The following SPARQL queries Wikidata for all European countries (sovereign states, Q3624078) and loads for each country the last few known population numbers (P:1082 population):
SELECT DISTINCT ?item $itemLabel ?population ?popDate
WHERE {
?item wdt:P31 wd:Q3624078. #select only sovereign states
?item wdt:P706/wdt:P361*|wdt:P361*|wdt:P30 wd:Q46. #select items which are geographically in Europe
?item p:P31 ?statement.
?statement ps:P31 wd:Q3624078.
FILTER NOT EXISTS { ?statement pq:P582 ?end. } #filter out items which are not sovereign states anymore
FILTER NOT EXISTS { ?item wdt:P31 wd:Q3024240. } #filter out historical countries
OPTIONAL {
?item p:P1082 ?popStatement.
?popStatement ps:P1082 ?population;
pq:P585 ?popDate.
FILTER ( YEAR(?popDate) >= 2014 )
}
SERVICE wikibase:label { bd:serviceParam wikibase:language "en". }
}
ORDER BY ASC($itemLabel)
You can test it here.
How can I limit the population data to the most recent population number?

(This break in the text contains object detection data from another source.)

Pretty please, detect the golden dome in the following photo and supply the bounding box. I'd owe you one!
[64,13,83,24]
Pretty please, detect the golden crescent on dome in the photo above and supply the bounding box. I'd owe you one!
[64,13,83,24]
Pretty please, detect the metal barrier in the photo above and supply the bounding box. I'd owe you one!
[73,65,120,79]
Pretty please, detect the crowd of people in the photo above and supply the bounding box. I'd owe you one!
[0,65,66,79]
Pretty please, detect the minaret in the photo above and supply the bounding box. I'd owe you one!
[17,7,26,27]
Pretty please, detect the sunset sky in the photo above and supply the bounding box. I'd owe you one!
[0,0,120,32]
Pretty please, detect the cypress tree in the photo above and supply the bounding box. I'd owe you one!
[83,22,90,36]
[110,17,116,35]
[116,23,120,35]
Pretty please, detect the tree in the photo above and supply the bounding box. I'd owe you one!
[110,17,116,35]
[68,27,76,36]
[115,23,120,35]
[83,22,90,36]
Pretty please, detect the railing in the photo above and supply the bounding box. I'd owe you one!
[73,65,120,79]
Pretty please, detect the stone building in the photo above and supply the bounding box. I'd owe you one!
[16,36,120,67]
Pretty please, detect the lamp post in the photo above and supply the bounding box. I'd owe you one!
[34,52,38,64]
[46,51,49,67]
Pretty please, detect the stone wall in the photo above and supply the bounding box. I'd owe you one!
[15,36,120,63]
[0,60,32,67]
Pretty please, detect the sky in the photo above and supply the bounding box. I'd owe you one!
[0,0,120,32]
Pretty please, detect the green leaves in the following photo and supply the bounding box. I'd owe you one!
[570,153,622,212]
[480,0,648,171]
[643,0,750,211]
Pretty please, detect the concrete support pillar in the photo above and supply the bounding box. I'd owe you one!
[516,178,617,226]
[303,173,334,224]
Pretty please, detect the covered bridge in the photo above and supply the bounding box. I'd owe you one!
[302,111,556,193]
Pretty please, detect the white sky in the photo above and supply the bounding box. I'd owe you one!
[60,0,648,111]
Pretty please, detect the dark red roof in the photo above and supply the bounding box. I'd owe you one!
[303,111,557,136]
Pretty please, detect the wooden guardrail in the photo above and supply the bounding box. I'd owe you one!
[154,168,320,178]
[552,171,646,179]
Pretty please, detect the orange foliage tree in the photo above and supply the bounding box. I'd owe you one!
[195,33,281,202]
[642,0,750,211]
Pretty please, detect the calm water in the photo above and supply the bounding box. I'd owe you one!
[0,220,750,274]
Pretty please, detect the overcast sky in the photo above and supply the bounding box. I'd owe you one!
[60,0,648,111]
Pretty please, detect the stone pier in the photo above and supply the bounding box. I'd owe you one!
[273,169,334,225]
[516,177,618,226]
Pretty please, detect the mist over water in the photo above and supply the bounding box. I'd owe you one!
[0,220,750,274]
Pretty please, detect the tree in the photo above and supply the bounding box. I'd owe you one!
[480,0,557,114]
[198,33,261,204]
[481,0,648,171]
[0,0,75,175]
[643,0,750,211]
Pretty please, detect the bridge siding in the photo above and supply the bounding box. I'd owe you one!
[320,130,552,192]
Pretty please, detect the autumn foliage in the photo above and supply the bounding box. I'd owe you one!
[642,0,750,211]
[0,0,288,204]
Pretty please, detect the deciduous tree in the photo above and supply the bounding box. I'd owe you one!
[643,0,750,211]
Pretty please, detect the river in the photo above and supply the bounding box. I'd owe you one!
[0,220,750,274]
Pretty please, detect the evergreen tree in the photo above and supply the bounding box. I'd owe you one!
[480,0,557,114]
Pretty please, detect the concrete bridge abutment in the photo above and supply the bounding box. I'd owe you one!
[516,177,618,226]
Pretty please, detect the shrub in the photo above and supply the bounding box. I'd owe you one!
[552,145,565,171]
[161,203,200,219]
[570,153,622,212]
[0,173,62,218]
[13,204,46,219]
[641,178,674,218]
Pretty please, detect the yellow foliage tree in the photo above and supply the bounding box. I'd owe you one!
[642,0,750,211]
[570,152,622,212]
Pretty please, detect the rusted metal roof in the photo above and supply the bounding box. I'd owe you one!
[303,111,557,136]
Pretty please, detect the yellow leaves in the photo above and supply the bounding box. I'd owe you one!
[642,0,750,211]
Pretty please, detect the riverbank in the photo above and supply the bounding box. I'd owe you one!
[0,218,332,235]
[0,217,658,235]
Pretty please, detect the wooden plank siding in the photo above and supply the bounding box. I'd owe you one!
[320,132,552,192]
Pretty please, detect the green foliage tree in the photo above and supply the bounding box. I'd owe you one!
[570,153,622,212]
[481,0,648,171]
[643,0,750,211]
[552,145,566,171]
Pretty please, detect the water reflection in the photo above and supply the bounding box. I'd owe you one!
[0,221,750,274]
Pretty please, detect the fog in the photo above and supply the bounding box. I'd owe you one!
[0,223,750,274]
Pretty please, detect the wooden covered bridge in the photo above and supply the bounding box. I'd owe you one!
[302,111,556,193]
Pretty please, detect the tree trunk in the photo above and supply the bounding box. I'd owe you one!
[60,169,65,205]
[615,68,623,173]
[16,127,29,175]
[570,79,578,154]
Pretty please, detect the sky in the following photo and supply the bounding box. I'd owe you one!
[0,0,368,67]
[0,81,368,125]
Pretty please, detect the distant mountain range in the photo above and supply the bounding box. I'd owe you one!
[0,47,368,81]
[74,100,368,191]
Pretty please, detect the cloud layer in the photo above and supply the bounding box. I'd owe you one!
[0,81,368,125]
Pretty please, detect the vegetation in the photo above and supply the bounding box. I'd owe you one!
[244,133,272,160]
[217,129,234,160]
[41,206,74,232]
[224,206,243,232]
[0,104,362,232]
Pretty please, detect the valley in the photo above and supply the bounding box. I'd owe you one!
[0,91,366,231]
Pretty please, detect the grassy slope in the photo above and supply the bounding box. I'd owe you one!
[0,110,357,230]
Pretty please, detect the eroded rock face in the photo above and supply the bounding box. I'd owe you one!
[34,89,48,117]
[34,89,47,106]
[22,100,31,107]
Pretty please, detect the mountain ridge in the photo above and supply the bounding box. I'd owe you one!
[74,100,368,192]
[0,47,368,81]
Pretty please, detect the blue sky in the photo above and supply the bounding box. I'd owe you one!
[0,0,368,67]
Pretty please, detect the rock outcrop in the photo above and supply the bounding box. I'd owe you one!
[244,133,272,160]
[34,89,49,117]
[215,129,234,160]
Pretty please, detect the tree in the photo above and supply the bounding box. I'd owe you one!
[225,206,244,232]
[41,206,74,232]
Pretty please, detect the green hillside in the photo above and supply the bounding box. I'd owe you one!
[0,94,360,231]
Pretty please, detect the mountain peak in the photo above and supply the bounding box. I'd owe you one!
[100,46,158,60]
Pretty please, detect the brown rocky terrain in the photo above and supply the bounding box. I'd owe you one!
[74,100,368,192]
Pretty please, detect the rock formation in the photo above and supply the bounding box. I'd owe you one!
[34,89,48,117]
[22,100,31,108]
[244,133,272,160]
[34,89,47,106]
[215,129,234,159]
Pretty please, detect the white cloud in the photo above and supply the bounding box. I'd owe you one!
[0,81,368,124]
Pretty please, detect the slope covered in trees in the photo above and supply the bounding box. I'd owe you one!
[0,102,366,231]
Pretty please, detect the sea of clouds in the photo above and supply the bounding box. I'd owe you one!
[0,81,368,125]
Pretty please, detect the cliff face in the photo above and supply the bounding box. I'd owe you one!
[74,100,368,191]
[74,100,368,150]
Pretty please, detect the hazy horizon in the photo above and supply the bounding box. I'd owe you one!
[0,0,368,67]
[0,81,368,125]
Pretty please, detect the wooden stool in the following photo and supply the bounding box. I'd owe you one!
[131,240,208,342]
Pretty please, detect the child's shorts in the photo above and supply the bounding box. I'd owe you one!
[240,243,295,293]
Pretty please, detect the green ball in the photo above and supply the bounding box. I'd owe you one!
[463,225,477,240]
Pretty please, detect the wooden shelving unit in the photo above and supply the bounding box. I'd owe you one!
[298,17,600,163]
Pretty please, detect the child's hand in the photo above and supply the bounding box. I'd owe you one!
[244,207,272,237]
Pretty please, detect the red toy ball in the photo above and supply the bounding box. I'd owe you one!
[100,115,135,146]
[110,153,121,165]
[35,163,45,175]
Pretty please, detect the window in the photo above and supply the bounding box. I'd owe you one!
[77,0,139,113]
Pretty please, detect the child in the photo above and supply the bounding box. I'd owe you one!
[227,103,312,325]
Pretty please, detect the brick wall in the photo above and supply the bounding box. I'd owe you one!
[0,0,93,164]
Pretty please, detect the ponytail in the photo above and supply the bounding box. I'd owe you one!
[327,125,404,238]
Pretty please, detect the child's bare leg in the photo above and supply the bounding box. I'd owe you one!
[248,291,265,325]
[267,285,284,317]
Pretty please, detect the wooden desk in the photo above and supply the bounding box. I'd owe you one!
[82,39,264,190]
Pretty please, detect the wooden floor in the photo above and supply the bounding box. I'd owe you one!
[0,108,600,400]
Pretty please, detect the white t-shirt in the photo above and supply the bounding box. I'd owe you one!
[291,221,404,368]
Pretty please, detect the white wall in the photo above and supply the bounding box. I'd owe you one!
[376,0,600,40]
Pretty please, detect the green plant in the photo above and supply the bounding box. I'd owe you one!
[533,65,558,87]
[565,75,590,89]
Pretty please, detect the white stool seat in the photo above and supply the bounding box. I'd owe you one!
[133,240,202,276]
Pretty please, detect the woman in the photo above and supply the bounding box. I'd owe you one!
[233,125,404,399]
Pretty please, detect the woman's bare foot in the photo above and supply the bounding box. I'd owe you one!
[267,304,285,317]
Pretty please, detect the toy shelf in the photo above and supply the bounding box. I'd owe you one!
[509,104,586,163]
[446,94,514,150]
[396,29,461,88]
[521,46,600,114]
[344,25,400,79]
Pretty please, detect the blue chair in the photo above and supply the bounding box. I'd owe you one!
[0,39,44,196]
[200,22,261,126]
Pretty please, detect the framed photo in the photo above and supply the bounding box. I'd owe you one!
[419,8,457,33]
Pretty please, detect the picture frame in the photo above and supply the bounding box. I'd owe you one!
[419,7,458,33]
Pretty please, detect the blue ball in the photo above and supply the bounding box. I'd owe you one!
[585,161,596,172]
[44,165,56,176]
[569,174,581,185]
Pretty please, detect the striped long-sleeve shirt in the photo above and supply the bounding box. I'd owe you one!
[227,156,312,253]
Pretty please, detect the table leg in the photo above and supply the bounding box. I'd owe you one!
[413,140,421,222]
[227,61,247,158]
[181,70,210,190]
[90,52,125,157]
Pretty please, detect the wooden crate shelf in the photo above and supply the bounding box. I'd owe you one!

I tried it by limiting it to a specific year (FILTER (YEAR(?popDate) = 2018
), but this does not work because some countries don't have a population estimate for 2018.
This is similar to an SQL query like SELECT * FROM country c INNER JOIN population p ON p.CountryId = c.Id
. In SQL, you would need to create a subquery with a MAX statement to find the most recent population data by country. How can I achieve the same in SPARQL?